Build CoreOrdered learning track

State in Microservices

Learn Java Microservices File Handling, State, Configuration and Secret Management - Part 027

Mental model state di Java microservices: durable, ephemeral, derived, workflow, session, cache, operational state, ownership, placement, consistency, dan failure modeling.

15 min read2857 words
PrevNext
Lesson 2770 lesson track14–38 Build Core
#java#microservices#state-management#distributed-systems+3 more

Part 027 — State in Microservices

A microservice is never simply stateless or stateful.

It is a computation boundary around state that lives somewhere.

Setelah blok file dan object storage, kita masuk ke konsep yang lebih luas: state.

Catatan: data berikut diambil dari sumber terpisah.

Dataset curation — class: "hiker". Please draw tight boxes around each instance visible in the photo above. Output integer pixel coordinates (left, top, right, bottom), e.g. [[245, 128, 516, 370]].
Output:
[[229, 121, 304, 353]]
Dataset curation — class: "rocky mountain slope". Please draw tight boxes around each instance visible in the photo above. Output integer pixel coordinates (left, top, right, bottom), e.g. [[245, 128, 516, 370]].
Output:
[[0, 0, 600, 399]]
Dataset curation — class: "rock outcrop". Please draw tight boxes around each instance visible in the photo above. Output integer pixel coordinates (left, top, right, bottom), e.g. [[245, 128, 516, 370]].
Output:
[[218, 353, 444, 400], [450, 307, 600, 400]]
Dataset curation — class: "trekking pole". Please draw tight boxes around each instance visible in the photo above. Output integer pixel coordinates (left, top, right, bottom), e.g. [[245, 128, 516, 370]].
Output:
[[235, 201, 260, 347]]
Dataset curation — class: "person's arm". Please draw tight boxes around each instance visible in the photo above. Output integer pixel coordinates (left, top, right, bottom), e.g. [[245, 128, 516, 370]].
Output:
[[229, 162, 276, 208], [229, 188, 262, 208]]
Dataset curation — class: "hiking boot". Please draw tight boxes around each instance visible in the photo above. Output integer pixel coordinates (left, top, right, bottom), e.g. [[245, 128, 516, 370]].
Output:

Banyak engineer memakai kalimat “service ini stateless” seolah-olah itu berarti tidak ada state. Itu tidak benar. Yang biasanya dimaksud adalah:

The service process does not keep correctness-critical state locally
between requests.

Tetapi produk tetap punya state:

  • user sudah login atau belum;
  • case berada di status UNDER_REVIEW atau ESCALATED;
  • file evidence sudah ACCEPTED atau masih QUARANTINED;
  • upload session sudah complete atau masih pending;
  • idempotency key sudah pernah dipakai;
  • retry job sudah mencapai attempt keberapa;
  • config versi berapa yang aktif;
  • credential versi mana yang sedang digunakan;
  • cache permission apakah stale;
  • event mana yang sudah diproses;
  • workflow berada di step mana.

Jadi pertanyaan arsitektur yang benar bukan:

Is this microservice stateless?

Pertanyaan yang benar:

Where is the state?
Who owns it?
How is it mutated?
How is it recovered?
What happens when it is stale, duplicated, missing, or corrupted?

Part ini membangun mental model state yang akan dipakai untuk session, cache, workflow, configuration, secret rotation, dan failure recovery.

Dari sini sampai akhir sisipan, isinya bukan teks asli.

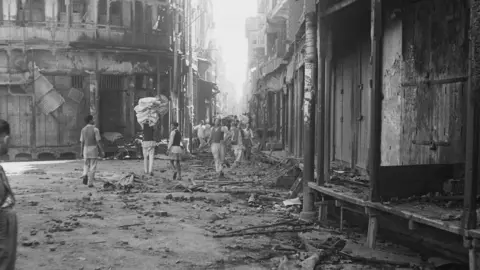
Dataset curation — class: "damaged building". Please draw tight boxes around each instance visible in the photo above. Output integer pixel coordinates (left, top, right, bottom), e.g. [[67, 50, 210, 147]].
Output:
[[247, 0, 480, 270], [0, 0, 179, 160]]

1. State: Definisi Praktis

Dalam konteks microservices, state adalah data atau kondisi yang membuat output operasi sekarang bergantung pada sesuatu yang terjadi sebelumnya.

Contoh sederhana:

POST /cases/123/submit

Operation ini bergantung pada state:

  • apakah case 123 ada;
  • apakah actor punya permission;
  • apakah case masih DRAFT;
  • apakah required evidence sudah attached;
  • apakah validation config saat ini mengizinkan submit;
  • apakah request dengan idempotency key yang sama sudah pernah diproses;
  • apakah secret database masih valid;
  • apakah service sedang read-only karena maintenance.

State bukan hanya row database. State adalah semua kondisi yang ikut menentukan keputusan.


2. State Taxonomy

Gunakan taxonomy berikut sebagai bahasa bersama.

State TypeContohBiasanya Disimpan DiCorrectness Impact
Durable domain statecase status, file lifecycle, payment statusdatabase, event storeSangat tinggi
Durable artifact stateobject metadata, checksum, version IDDB + object storageTinggi
Workflow statesaga step, BPMN token, escalation stepworkflow engine, DBSangat tinggi
Session stateweb session, wizard progress, CSRF tokenRedis, JDBC, signed tokenSedang sampai tinggi
Ephemeral processing statetemp file, chunk buffer, in-flight batchmemory, /tmp, emptyDirRendah jika recoverable
Derived statesearch index, read model, projectionElasticsearch/OpenSearch, DB viewSedang, bisa rebuild
Cache statepermission cache, config cache, lookup cacheRedis, Caffeine, CDNTergantung domain
Operational stateleader lock, job checkpoint, rate limiterDB, Redis, coordination storeTinggi untuk correctness operasional
Configuration stateactive profile, feature flag, thresholdConfigMap, config server, DBTinggi jika mengubah behavior
Secret statecredential version, token lease, certVault, cloud secret manager, Kubernetes SecretSangat tinggi

Satu service bisa memakai banyak jenis state sekaligus.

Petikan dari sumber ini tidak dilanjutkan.